Motorists in NSW can now download a digital copy of their licence and it will be deemed a legal form of identification on the roadside and to get into pubs and clubs.
However, there are some handy tips worth knowing so you don’t end up with a fine.
For starters, the display on your phone can’t be obscured by a cracked screen – and if your phone battery is flat you still need to produce a physical licence.
Otherwise you could still risk a $114 on the spot fine for “not produce driver’s licence”.
Police have also encrypted the digital image to prevent unscrupulous drivers from taking a screenshot of their licence when it was valid, to use later when it might be cancelled or suspended.
The digital licence has a moving holograph behind it to prove its authenticity, and police can ask motorists who present the digital licence to swipe down on their smartphone to make sure the information is “refreshed” and therefore up to date.
If you’ve lost your licence due to traffic or other offences the digital display will say “cancelled” or “suspended”, so drivers will no longer be able to say they didn’t know or weren’t notified.
There are also rules you need to be aware of when asked to present your licence on the side of the road.
Touching your phone while operating a motor vehicle in a line of traffic, such as when being stopped for a random breath test, is still technically a traffic offence so drivers need to wait until they have been asked to reach for their phone to display it to police.
When using the digital driver’s licence for ID purposes, the law says you do not need to hand anyone your phone – but you need to display it so they can verify your information.
“You don't have to hand over your phone.

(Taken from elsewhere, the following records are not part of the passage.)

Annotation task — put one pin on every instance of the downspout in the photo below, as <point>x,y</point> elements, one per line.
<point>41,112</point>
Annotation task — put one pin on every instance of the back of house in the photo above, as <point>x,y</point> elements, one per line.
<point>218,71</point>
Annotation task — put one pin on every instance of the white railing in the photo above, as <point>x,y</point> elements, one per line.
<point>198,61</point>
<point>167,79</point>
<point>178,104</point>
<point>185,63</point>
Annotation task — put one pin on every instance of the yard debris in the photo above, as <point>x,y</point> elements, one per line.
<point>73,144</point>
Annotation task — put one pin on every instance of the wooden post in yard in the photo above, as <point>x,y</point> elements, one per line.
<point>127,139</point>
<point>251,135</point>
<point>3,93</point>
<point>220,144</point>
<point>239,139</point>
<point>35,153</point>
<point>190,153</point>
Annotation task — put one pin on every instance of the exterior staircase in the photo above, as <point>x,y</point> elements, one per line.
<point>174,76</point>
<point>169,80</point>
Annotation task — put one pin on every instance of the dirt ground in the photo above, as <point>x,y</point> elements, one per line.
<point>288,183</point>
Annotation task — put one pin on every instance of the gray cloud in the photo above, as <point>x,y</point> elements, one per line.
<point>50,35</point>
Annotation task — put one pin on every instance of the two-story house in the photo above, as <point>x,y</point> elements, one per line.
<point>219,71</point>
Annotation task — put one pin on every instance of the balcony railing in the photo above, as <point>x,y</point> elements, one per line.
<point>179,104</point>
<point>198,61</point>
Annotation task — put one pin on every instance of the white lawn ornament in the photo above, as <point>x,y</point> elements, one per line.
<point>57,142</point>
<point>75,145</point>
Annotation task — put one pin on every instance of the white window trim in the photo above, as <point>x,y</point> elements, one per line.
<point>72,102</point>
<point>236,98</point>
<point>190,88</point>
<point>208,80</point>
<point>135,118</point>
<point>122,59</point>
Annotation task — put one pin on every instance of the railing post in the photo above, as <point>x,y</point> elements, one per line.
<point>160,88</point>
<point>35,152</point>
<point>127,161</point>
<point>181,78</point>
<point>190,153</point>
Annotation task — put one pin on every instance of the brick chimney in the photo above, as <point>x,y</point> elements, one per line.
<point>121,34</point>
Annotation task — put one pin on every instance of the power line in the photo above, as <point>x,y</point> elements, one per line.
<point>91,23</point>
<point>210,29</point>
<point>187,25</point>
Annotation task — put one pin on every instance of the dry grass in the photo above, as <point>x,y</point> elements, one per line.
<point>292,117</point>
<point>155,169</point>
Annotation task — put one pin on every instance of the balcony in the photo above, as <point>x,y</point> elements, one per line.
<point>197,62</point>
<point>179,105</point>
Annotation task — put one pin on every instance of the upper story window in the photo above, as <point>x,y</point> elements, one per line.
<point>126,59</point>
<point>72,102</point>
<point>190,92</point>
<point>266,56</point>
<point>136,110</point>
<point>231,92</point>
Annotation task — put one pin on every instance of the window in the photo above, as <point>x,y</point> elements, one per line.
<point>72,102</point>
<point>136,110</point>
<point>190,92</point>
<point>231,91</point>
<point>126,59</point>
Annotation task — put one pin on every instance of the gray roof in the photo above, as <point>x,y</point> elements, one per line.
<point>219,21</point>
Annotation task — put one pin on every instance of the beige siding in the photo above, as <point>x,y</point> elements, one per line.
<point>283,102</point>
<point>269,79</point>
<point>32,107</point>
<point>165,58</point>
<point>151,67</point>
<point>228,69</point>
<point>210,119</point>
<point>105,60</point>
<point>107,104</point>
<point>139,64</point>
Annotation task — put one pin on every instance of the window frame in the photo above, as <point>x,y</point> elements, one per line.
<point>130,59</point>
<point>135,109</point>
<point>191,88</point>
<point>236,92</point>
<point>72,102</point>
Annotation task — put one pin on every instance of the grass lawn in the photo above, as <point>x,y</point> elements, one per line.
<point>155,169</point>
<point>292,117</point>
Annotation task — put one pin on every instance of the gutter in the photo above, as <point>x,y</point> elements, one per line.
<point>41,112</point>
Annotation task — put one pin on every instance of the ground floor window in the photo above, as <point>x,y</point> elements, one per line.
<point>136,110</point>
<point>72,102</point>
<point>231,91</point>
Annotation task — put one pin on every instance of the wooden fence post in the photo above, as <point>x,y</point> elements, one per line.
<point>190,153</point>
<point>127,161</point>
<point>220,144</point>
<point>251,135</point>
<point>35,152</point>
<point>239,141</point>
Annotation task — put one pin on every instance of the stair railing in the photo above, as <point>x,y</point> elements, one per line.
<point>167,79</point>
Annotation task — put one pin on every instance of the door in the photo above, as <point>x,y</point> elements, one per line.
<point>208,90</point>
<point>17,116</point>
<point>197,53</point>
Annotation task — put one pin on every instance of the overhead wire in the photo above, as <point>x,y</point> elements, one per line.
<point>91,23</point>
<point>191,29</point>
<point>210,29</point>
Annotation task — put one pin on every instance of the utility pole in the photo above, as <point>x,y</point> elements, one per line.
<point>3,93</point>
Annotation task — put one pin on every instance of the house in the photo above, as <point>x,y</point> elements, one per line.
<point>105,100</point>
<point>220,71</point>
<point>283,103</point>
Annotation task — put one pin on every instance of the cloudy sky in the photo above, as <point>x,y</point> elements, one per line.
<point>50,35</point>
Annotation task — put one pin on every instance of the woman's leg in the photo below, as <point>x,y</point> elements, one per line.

You may be asked to refresh your licence, by pulling down and releasing,” a message on the Service NSW app says when you install a digital copy of your licence.
“If you get pulled over by the police, do not pick up your phone until the officer requests to see your driver licence. Significant penalties apply for using a mobile phone illegally,” it continues.
There is even an easier way to exchange particulars following an accident, by scanning someone else’s digital licence using a special feature inside the Service NSW app that verifies the digital licence you’re being shown is real.
NSW has been trialling digital licences for almost two years but it is not the first to use the technology statewide. South Australia introduced a digital driver’s licence app in May 2017.
Service NSW enabled all motorists in the state to download their licence via the app after discreetly activating the feature on Monday 28 October, 2019.
It is presumed the government did not make a major announcement about the change to ensure the system didn’t crash under a stampede of interest from the more than 6.2 million motorists across the state.
Until this week, about 20,000 NSW drivers had taken part in a trial. The NSW digital licence has been in planning since 2015, but the first real-world trials did not start in NSW until late 2017, beginning in Dubbo, then Albury and eventually Sydney’s eastern suburbs.